As a HPC developer, it breaks my heart how worse academic software performance is compared to vendor libraries (from Intel or Nvidia). We need to start aiming much higher.
It did make my defense a lot easier because I could just point at the graphs and say “see I beat MKL, whatever I did must work.” But I did a lot of little MPI tricks and tuning, which doesn’t add much to the scientific record. It was fun though.
I don’t know. Mixed feelings. To some extent I don’t really see how somebody could put all the effort into getting a PhD and not go on a little “I want to tune the heck out of these MPI routines” jaunt.

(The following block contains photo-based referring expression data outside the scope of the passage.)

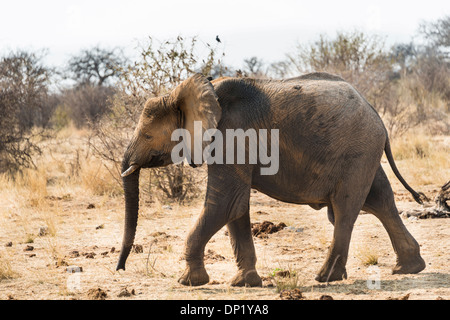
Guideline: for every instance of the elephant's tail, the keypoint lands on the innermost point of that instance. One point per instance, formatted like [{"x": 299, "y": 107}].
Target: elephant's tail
[{"x": 418, "y": 196}]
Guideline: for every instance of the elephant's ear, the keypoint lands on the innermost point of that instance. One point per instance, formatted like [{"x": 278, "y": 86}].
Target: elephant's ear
[{"x": 198, "y": 103}]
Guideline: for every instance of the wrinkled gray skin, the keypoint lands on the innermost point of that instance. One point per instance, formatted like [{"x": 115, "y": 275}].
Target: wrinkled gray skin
[{"x": 330, "y": 142}]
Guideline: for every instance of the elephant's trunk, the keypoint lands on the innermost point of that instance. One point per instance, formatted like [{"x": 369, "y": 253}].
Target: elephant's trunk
[{"x": 131, "y": 189}]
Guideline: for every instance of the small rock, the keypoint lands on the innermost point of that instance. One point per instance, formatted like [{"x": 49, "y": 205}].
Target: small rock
[
  {"x": 137, "y": 248},
  {"x": 74, "y": 254},
  {"x": 74, "y": 269},
  {"x": 294, "y": 294},
  {"x": 283, "y": 274},
  {"x": 89, "y": 255},
  {"x": 43, "y": 231},
  {"x": 96, "y": 294},
  {"x": 125, "y": 293}
]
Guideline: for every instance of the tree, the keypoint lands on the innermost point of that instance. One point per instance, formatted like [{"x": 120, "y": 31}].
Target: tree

The lack of a “blas/lapack/sparse equivalents that can dispatch to GPU or CPU” is really annoying. You’d think this would be somewhat “easy” (lol, nothing is easy), in the sense that we’ve got a bunch of big chunky operations…
[1] https://github.com/PASSIONLab/OpenEquivariance
They're optimising for different things really.
Intel/Nvidia have the resources to (a) optimise across a wide range of hardware in their libraries (b) often use less well documented things (c) don't have to make their source code publicly accessible.
Take MKL for example - it's a great library, but implementing dynamic dispatch for all the different processor types is why it gets such good performance across x86-64 machines, it's not running the same code on each processor. No academic team can really compete with that.